#430: The Widowed Building

January 26th, 2015

Behind construction fencing and tarps printed with fake ivy leaves, the electric bulbs beneath the red Wrigley Field sign spelled out four words and two numbers:

ERNIE BANKS
“MR. CUB”
1931-2015

Ernie Banks is dead. The face of the Cubs in the ‘60s and ‘70s — and the organization’s first black player — Banks died last week at the age of 84.

On Sunday night, under cold, black winds, a Wrigley Field half torn down in the throes of renovation honored its fallen Mr. Cub.

A makeshift memorial sat along the fence by where the name ERNIE BANKS had, years before, been added to the sidewalk. Flowers, candles, American flags, Old Style cans, photos fans left of their moments with Banks all peeked out half-covered by the day’s light snow.

Down Clark Street, Banks’ face smiles out from a billboard advertising Blue Cross Blue Shield of Illinois — that doesn’t count as memorial. It was there already, a reminder that Banks didn’t return to Cubbie limelight in death. He had never left.

The crowds that had left the memorial weren’t out in the dark that night. A few men jaywalked to the memorial, stood in respect for a moment, then pulled their coats tighter and trudged on to their destinations.

A woman hauled bags. A few diners ate alone at the McDonald’s.

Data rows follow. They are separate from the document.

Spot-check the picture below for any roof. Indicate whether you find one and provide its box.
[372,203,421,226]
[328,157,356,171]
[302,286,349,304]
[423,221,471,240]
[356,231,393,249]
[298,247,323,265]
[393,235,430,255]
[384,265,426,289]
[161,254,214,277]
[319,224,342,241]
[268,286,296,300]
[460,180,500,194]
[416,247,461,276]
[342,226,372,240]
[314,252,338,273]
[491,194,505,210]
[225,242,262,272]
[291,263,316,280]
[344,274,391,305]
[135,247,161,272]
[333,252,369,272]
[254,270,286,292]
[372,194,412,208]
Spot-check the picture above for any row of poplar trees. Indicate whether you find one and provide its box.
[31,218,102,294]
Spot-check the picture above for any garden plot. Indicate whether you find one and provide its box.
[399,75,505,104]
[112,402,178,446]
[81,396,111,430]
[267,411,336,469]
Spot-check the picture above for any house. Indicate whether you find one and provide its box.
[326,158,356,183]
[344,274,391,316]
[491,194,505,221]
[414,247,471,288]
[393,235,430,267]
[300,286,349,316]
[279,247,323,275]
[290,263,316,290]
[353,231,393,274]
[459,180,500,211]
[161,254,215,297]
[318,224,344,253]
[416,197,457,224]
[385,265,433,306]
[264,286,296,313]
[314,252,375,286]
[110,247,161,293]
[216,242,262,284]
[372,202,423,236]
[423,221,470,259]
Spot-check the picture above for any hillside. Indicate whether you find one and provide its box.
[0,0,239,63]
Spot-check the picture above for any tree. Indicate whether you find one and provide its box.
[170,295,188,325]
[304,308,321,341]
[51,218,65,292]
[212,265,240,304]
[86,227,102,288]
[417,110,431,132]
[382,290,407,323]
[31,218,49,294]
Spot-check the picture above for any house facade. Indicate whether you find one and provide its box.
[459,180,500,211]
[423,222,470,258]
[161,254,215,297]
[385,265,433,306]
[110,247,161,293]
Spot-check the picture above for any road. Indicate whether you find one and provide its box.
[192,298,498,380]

The sights were construction zones and headlight beams moving slowly down the road. The sounds were the whipping and whapping of wind through the pennant flags surrounding the McDonald’s.

A turn down Waveland. Quiet. Residential, if the rooftops surrounding Wrigley can be considered homes more than businesses. Two young women in heavy coats walk by. Two spandex-clad joggers crossed in opposite directions.

A sound from above.

Above the famous hand-operated scoreboard that charted century after century of loss and heartbreak, two flags stood, whipping in the wind.

White with blue pinstripes. “BANKS 14,” they said.

A powerhouse player, Ernie Banks was also an outspoken and, the record books show, often wrong proponent of the Cubs’ chances. He was the constant cheerleader, telling the world the Cubs would take it all year after year.

Smiling and beloved, he was like the flags now filling the empty, half-renovated ballpark with the sound of whipping in the wind. Over and above whatever the scoreboard said, his happy chatter is what we’ll remember.